JL: All of us who have worked in RWD, especially in a regulatory context, have been humbled by RWD before. The main pain points are missing data, bias in the way that the data are collected, and the need to define and validate endpoints, particularly endpoints that sponsors would have designed into a trial. With RWD, you need to look at these retrospectively.
However, there are avoidable pain points, like data standards and traceability. A sponsor needs to show how EHR data were sourced and transformed into an analysis-ready data set and the documentation for it in a transparent way, as per the FDA guidelines. When we think about primary EHR data sources and collecting that information, sponsors and their supporting research organisations have a lot of control over doing that, but when it comes to secondary EHR data sources, they have to rely on the provider of that secondary data source for this.

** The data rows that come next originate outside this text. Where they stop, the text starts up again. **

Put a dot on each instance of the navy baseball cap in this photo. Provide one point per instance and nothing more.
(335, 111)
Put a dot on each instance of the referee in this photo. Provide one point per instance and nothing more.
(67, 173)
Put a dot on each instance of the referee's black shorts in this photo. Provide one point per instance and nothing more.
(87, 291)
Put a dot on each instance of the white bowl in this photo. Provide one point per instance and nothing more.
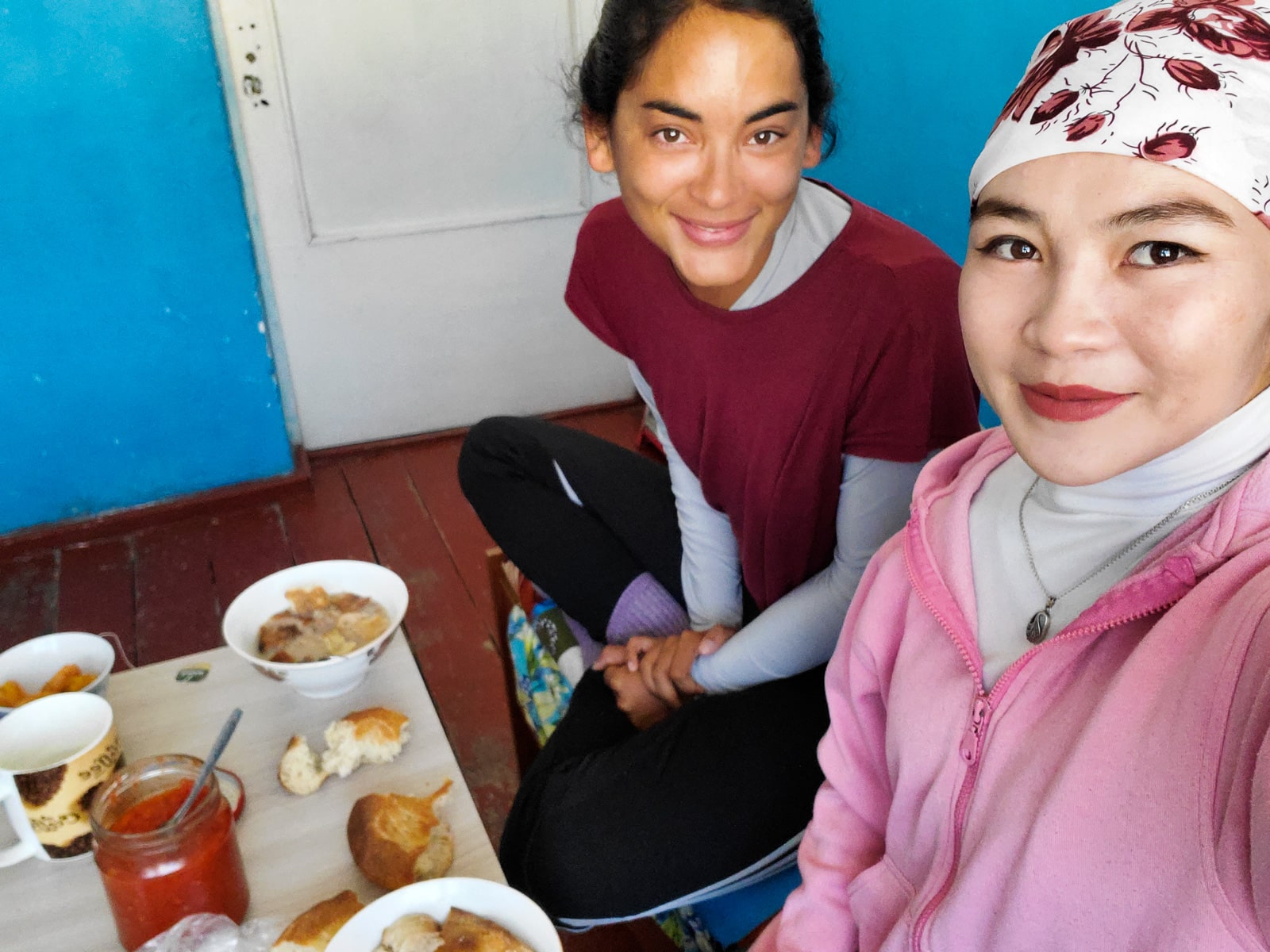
(514, 911)
(267, 597)
(33, 662)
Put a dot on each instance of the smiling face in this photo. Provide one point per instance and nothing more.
(1113, 309)
(709, 143)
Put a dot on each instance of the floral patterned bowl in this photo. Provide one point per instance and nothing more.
(264, 598)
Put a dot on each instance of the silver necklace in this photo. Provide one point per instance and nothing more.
(1038, 628)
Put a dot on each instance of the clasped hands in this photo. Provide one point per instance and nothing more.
(653, 676)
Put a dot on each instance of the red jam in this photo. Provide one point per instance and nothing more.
(158, 875)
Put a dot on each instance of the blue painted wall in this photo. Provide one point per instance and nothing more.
(920, 84)
(133, 366)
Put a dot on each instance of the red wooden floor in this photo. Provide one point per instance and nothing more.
(163, 590)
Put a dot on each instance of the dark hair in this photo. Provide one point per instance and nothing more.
(629, 29)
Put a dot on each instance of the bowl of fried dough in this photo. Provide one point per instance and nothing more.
(451, 913)
(317, 626)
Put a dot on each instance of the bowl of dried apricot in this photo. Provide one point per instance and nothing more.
(54, 664)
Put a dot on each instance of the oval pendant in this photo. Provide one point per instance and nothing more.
(1039, 626)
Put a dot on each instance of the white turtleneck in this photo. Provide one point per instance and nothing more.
(1075, 528)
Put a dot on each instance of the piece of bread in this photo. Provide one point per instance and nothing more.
(315, 927)
(414, 932)
(474, 933)
(371, 736)
(397, 839)
(300, 771)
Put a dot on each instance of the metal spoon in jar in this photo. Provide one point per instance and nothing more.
(209, 765)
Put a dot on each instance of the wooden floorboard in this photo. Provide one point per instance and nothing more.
(433, 471)
(446, 632)
(29, 597)
(177, 608)
(97, 592)
(245, 546)
(620, 425)
(324, 524)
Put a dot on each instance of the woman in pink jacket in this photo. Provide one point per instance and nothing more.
(1051, 698)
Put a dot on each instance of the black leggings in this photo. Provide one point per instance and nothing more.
(611, 822)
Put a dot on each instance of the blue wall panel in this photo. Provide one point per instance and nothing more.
(920, 84)
(133, 363)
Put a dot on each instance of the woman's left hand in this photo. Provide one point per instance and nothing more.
(666, 664)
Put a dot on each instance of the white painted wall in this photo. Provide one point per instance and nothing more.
(416, 197)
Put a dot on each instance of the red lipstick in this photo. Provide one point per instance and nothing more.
(1071, 404)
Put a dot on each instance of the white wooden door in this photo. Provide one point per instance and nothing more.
(416, 194)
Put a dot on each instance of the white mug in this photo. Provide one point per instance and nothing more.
(54, 754)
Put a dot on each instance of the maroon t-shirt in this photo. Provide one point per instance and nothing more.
(863, 355)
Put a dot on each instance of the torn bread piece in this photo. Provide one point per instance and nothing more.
(475, 933)
(300, 770)
(314, 928)
(414, 932)
(397, 839)
(371, 736)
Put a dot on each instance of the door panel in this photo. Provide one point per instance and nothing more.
(417, 196)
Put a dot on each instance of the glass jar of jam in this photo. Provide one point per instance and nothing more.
(154, 873)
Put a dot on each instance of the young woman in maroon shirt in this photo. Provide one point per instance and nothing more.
(803, 355)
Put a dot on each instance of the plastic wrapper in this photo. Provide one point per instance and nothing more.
(216, 933)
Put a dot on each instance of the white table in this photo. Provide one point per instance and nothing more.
(294, 848)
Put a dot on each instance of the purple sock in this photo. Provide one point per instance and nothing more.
(590, 647)
(645, 608)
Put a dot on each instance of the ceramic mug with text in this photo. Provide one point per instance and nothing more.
(54, 754)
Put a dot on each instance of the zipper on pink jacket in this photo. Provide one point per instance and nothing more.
(977, 729)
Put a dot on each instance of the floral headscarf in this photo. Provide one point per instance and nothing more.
(1178, 82)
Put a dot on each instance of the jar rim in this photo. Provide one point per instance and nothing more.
(178, 767)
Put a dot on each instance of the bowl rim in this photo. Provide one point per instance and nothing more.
(289, 666)
(23, 647)
(375, 909)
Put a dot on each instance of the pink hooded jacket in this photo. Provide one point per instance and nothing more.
(1111, 791)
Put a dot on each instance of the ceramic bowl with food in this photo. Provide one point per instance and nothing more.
(35, 663)
(264, 600)
(501, 904)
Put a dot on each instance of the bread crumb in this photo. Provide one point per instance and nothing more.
(300, 771)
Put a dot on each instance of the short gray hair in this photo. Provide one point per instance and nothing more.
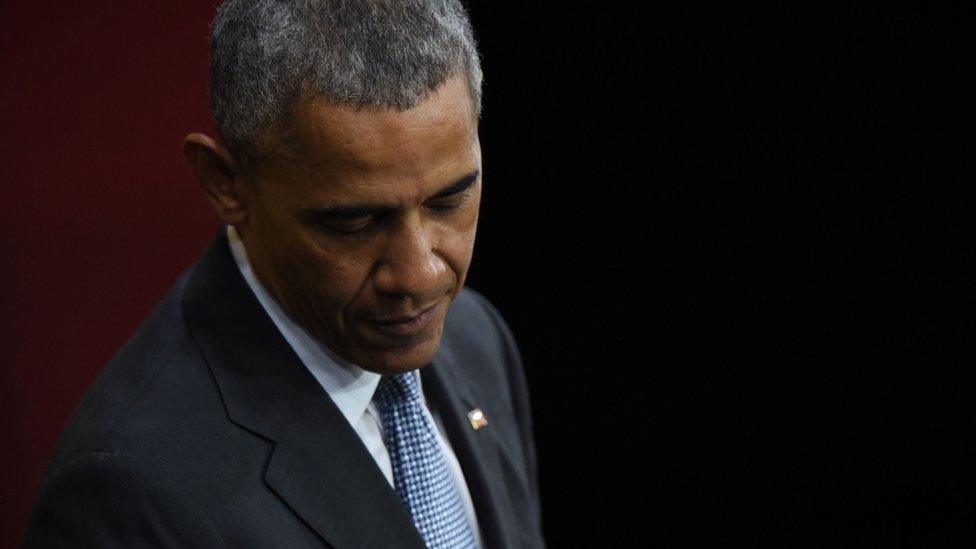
(266, 54)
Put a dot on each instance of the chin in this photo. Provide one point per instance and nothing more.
(403, 359)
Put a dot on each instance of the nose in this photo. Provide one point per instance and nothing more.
(411, 264)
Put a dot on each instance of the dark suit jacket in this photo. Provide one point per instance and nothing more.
(207, 430)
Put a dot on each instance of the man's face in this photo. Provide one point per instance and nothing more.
(364, 230)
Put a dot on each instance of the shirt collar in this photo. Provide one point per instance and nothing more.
(349, 386)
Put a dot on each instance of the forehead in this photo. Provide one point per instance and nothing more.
(337, 139)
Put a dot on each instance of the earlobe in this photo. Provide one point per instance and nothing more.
(216, 173)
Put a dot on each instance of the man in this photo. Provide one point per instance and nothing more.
(320, 377)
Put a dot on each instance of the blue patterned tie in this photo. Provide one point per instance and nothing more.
(420, 473)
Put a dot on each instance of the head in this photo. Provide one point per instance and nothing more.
(349, 162)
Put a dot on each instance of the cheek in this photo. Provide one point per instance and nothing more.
(337, 276)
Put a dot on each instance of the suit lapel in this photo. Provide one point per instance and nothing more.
(318, 466)
(478, 452)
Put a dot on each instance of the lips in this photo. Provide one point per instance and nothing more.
(403, 326)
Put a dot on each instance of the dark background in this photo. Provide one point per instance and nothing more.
(734, 247)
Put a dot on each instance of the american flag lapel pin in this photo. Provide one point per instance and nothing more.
(477, 419)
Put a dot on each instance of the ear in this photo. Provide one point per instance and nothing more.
(216, 173)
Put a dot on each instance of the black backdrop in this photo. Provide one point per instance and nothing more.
(734, 248)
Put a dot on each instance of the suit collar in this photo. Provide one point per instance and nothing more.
(350, 387)
(481, 453)
(318, 465)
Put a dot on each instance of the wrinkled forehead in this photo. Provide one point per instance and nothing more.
(326, 136)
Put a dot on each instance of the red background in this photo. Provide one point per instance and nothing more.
(100, 212)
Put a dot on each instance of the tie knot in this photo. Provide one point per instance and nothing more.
(397, 389)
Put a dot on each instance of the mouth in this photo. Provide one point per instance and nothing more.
(403, 326)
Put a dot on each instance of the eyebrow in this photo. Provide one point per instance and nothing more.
(357, 211)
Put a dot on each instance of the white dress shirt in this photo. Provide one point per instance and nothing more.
(348, 385)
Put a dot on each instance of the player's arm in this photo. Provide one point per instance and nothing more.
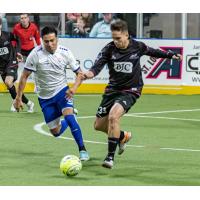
(37, 36)
(71, 91)
(146, 50)
(101, 60)
(18, 104)
(17, 43)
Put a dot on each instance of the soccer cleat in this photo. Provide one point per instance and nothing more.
(123, 142)
(75, 111)
(30, 106)
(108, 162)
(83, 155)
(12, 109)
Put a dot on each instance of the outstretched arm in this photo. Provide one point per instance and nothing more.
(18, 104)
(79, 78)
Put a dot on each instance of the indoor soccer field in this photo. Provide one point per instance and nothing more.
(164, 150)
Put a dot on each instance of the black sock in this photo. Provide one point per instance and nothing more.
(12, 91)
(121, 137)
(24, 99)
(112, 145)
(82, 148)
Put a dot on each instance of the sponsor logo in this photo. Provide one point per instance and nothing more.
(4, 51)
(125, 67)
(133, 56)
(6, 43)
(193, 63)
(153, 68)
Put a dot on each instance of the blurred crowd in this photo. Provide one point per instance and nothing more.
(76, 24)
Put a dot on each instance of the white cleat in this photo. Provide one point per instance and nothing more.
(30, 106)
(12, 109)
(122, 144)
(108, 163)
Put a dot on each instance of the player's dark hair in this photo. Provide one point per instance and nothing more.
(48, 30)
(119, 25)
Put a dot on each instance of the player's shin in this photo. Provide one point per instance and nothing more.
(75, 130)
(63, 127)
(12, 92)
(112, 145)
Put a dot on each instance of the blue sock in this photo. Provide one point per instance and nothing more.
(75, 130)
(64, 126)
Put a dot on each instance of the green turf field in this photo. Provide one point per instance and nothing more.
(165, 149)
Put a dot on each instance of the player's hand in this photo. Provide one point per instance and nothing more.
(19, 57)
(70, 93)
(82, 75)
(18, 104)
(177, 57)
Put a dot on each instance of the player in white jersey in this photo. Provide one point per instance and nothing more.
(48, 62)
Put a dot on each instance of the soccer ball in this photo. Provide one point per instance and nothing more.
(70, 165)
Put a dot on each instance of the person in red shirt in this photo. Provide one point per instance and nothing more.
(28, 33)
(29, 36)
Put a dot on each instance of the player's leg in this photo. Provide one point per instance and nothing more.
(126, 101)
(113, 133)
(9, 77)
(29, 103)
(52, 117)
(66, 106)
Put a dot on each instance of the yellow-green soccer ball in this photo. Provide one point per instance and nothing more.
(70, 165)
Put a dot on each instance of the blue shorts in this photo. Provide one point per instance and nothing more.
(52, 108)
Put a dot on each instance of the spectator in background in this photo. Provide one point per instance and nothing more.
(83, 25)
(4, 22)
(9, 58)
(71, 20)
(102, 28)
(28, 33)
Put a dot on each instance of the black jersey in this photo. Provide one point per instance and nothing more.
(125, 73)
(7, 50)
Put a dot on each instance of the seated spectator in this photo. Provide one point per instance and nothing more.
(80, 29)
(102, 28)
(88, 18)
(83, 25)
(4, 22)
(71, 20)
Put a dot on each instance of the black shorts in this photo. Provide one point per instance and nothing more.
(127, 100)
(10, 71)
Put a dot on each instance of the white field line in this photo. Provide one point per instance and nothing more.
(38, 128)
(167, 111)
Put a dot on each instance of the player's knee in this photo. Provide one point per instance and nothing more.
(55, 131)
(8, 84)
(113, 119)
(97, 126)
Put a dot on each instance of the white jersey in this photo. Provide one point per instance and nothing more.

EHR and RWD sources can be classified into two camps. You have sources that control and process themselves, the originators of the primary data, and then they do the transformation to deidentify it and make it research-ready. Then there are other secondary data sources that take that primary data from a source and aggregate it, which adds a level of obfuscation on where the data came from. Sometimes the aggregators will bring multiple primary sources together, so the more a sponsor moves away from the primary collection, the harder it becomes to articulate and the more complicated it gets.
AB: Is this something that has been replicated by other agencies, such as the EMA or MHRA?
JL: Other regulatory bodies are becoming more conscious of the need to understand the impact of new treatments in their own patient populations, whether that is pre-approval as evidence to support that approval application, or post-approval to understand the longer term.
There are different ways that RWD exists outside of the US, right from single payer healthcare systems that have longitudinal data on a patient, from cradle to grave, to systems that are more like the US, which are more fragmented. That secondary data context varies pretty dramatically country by country, so you end up with different ways to be able to provide RWE.
Overall, there is a very positive trend for RWD globally, not only because it gives you a more complete picture of that patient than what can be collected in trials, but it also has the potential to make studies faster, more efficient and more representative.
AB: From a sponsor’s perspective, what red flags could create issues during FDA submission?
JL: The best practice is ensuring transparency and communication and making sure that you have de-risked. Using RWD adds complexity to a process that we all know very well, and as this space evolves, sponsors are going to invariably run into bumps in the road along the way, but those things are always good to keep in the front of the mind.
With respect to the data, they must question whether they are working with the right partners to be able to take that data and make it suitable for the use case, whether that be part of the submission package or to inform the FDA for perspective on the package.
If you’re using RWD as part of the evidence package, then you need to treat it like you would traditional clinical trial data, but that can be harder to achieve with RWD because of how messy it can be. This is a challenge as you’re taking traditional principles and applying them to a new data source, so the methodology cannot be the same. With clinical trial data, you can go back to the source and validate but with RWD, you may not have this.
Despite all this, these motions and these learnings are incredibly useful, but they’re also strategically important for sponsors to get right, and this is what is going to ultimately prepare sponsors for the next wave of trial innovation and create smarter and more efficient studies.